I returned to Seney NWR to try for Sharp-tailed Grouse and hope for a better look at the Le Conte's Sparrows. I walked the whole three miles to the end of the C-3 pool. I did not find a Le Conte's Sparrow, but did see a Sandhill Crane along the gravel road. In addition, as I approached the 2 mile point (estimated), I flushed a grouse from the side of the road. This was a Sharp-tailed Grouse, because I could see the pointed tail as it flew west cackling. It was not a Ruffed Grouse, because when it spread its tail to land in the grass and bushes west of the pool, the tail was not banded as in Ruffed Grouse. I suspect that this grouse was a female of young bird of the year, because it lacked the white at the base of a male Sharp-tailed Grouse. I found some ripe low bush blueberries near the three mile point on the road, and enjoyed them before I walked back to my car. I'm getting plenty of exercise this year with lots of hiking and walking. On my way back to my car, I met two college students who are completing a breeding survey of Black Terns for the University of Minnesota and a graduate student working on her thesis. By the time that I got back to my car, it was about 4:00 to 4:30 pm. I decided to try a shorter hike to a wildfire area that the staff person told me about, where a Black-backed Woodpecker had been reported last fall. She was right about the Le Conte's Sparrow and Sharp-tailed Grouse. Perhaps, I would get lucky again, because sunset is not until about 10:00 pm. I arrived at the gate along the wildlife drive where I needed to start this hike. Two close-by Common Loons started calling. It was awesome! It was an easy hike back to the burn site, only about 2 miles. I was expecting a large burn site, but found minimal evidence of a recent burn. Perhaps, I was in the wrong area. On the way in, I saw an American Bittern flying, as well as a Northern Harrier. Close to the location of the burn site, I found a calling Broad-winged Hawk.

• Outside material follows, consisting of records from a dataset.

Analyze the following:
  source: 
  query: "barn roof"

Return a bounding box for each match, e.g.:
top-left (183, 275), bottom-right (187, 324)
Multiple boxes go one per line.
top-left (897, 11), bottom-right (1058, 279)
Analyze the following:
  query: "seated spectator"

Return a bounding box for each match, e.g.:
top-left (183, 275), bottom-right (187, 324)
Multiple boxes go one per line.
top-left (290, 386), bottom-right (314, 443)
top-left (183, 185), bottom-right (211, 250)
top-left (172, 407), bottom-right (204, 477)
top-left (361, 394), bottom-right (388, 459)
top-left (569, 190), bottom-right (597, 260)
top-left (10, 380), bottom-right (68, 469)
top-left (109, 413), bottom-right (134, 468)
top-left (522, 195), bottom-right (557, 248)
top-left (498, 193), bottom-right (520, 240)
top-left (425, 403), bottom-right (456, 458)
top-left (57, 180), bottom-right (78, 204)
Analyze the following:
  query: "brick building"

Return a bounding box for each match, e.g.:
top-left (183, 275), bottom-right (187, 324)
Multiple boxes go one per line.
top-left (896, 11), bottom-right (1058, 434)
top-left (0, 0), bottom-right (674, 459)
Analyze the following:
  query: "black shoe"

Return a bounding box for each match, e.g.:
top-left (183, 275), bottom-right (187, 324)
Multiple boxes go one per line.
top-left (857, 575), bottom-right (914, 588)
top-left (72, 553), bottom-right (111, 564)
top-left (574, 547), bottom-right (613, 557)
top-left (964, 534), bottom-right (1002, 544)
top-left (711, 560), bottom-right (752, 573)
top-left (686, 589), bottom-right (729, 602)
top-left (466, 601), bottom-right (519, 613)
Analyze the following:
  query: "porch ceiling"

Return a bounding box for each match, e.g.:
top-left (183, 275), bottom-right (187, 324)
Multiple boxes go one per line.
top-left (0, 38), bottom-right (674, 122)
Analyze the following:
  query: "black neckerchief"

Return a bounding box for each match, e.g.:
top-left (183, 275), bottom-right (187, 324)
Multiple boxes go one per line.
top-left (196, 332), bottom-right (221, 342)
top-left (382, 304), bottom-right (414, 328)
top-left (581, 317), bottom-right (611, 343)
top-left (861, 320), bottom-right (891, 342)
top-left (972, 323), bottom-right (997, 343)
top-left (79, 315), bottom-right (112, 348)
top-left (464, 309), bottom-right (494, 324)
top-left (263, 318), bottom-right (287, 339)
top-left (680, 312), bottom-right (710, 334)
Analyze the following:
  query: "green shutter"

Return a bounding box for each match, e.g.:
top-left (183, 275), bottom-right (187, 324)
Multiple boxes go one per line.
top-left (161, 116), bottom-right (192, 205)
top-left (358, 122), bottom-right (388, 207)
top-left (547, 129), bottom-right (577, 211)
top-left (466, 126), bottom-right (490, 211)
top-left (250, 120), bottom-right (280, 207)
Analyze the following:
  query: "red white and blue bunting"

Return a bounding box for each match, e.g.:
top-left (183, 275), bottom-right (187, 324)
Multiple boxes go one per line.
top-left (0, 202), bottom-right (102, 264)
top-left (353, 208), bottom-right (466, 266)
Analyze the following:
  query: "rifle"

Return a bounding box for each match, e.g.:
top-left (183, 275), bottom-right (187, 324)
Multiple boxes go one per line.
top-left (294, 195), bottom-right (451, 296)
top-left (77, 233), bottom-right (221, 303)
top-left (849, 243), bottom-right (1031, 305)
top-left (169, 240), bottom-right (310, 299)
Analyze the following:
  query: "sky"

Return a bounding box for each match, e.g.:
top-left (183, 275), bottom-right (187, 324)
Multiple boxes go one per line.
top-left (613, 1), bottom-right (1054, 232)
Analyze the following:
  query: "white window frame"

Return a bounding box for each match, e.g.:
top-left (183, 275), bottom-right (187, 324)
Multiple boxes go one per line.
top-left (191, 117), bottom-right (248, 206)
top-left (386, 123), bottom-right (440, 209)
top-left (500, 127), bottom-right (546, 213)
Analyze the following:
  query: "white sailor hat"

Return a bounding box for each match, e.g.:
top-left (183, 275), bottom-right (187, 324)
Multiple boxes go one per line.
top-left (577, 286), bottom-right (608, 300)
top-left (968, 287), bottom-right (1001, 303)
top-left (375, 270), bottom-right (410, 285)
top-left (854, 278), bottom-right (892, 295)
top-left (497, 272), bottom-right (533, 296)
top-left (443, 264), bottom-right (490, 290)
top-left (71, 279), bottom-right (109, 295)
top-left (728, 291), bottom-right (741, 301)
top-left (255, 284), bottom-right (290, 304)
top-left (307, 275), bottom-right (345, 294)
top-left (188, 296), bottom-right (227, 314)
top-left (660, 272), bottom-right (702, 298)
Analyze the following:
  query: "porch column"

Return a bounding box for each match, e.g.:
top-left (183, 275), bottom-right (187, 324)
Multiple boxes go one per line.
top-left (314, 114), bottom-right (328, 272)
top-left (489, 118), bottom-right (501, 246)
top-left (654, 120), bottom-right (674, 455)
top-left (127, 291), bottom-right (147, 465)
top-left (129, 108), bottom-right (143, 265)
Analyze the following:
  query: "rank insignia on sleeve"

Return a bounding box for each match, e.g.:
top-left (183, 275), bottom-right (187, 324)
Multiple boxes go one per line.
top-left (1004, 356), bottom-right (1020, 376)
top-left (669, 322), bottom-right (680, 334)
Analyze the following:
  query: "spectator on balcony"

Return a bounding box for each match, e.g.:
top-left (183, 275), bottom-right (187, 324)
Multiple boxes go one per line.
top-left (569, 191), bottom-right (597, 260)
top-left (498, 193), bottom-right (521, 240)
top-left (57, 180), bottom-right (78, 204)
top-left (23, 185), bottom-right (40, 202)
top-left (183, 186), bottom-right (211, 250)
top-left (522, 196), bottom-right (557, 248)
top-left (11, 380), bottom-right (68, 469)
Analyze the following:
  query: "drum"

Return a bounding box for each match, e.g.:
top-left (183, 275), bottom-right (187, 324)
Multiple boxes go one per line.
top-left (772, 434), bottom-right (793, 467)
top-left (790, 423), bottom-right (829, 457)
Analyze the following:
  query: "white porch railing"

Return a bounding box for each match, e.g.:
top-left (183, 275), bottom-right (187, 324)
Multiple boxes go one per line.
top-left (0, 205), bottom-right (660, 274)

A quick note about American Bittern. Usually, they are difficult to find in Ohio. However, since I arrived in Michigan, I have seen about four American Bitterns. I saw one flying at Tuttle Marsh, and one flying when I first arrived at Seney NWR yesterday. I saw another American Bittern today at Seney NWR for a total of two today. If I needed American Bittern on my year list, Michigan surely would have been the place to come to see one.
Tomorrow will be my last day in Michigan. I will make one more try for Yellow-bellied Flycatcher in the morning and then will head south and east to New York state before heading home. As I write this entry, I am east of Cleveland, Ohio and heading shortly to New York state to try for Bicknell's Thrush on Slide Mountain in the Catskills.
Sharp-tailed Grouse is a new bird for the year, yielding a total of 535.